Beschäftigungstherapie für böse Hacker

Das IT-Security-Start-up Mykonos aus San Francisco hat eine neuartige Abwehrtechnik entwickelt, die sich um jeden einzelnen Angreifer kümmern kann.

In Pocket speichern vorlesen Druckansicht 5 Kommentare lesen
Lesezeit: 4 Min.
Von
  • Tom Simonite

Das IT-Security-Start-up Mykonos aus San Francisco hat eine neuartige Abwehrtechnik entwickelt, die sich um jeden einzelnen Angreifer kümmern kann.

Fast jeden Tag geraten mehr oder minder spektakuläre Internet-Angriffe in die Schlagzeilen. Firmen geben mittlerweile enorm hohe Beträge aus, um ihre Infrastruktur abzusichern. Das IT-Security-Start-up Mykonos aus San Francisco hat nun eine neuartige Abwehrtechnik entwickelt, die über normale Firewalls und Softwarelösungen hinausgeht: Die Firma verfolgt Angreifer direkt und persönlich.
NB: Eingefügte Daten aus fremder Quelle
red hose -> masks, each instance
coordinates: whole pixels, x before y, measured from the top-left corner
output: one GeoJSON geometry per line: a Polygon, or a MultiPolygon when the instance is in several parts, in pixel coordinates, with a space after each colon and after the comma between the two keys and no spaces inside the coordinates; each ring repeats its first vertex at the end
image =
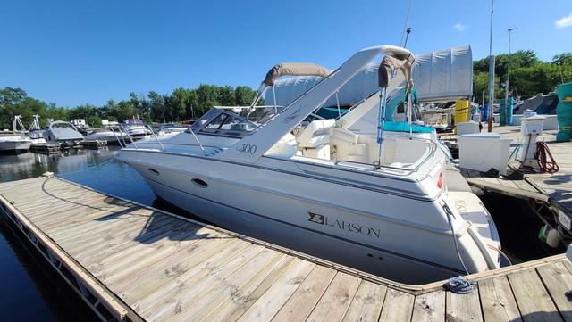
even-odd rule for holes
{"type": "Polygon", "coordinates": [[[538,160],[538,166],[543,172],[554,173],[560,169],[544,142],[536,142],[536,160],[538,160]],[[547,156],[551,158],[550,161],[546,158],[547,156]]]}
Gedacht ist die Methode für Websites, die vor allem von weniger ambitionierten Hackern besucht werden, sogenannten Script Kiddies. Sie versuchen mit verschiedenen Standardmethoden und Software aus dem Internet, in die Online-Angebote von Banken, E-Commerce-Shops, sozialen Netzwerken und anderen Institutionen einzudringen. Sobald die Mykonos-Technik dies erkennt, wird auf dem Computer des Angreifers ein sogenanntes Supercookie abgelegt, ein digitaler Fingerabdruck, der sich aus der Ferne auslesen, aber nur extrem schwer löschen lässt.

Dashboard: Administratoren erhalten einen Überblick zu aktuellen Einbruchsversuchen.

(Bild: Mykonos)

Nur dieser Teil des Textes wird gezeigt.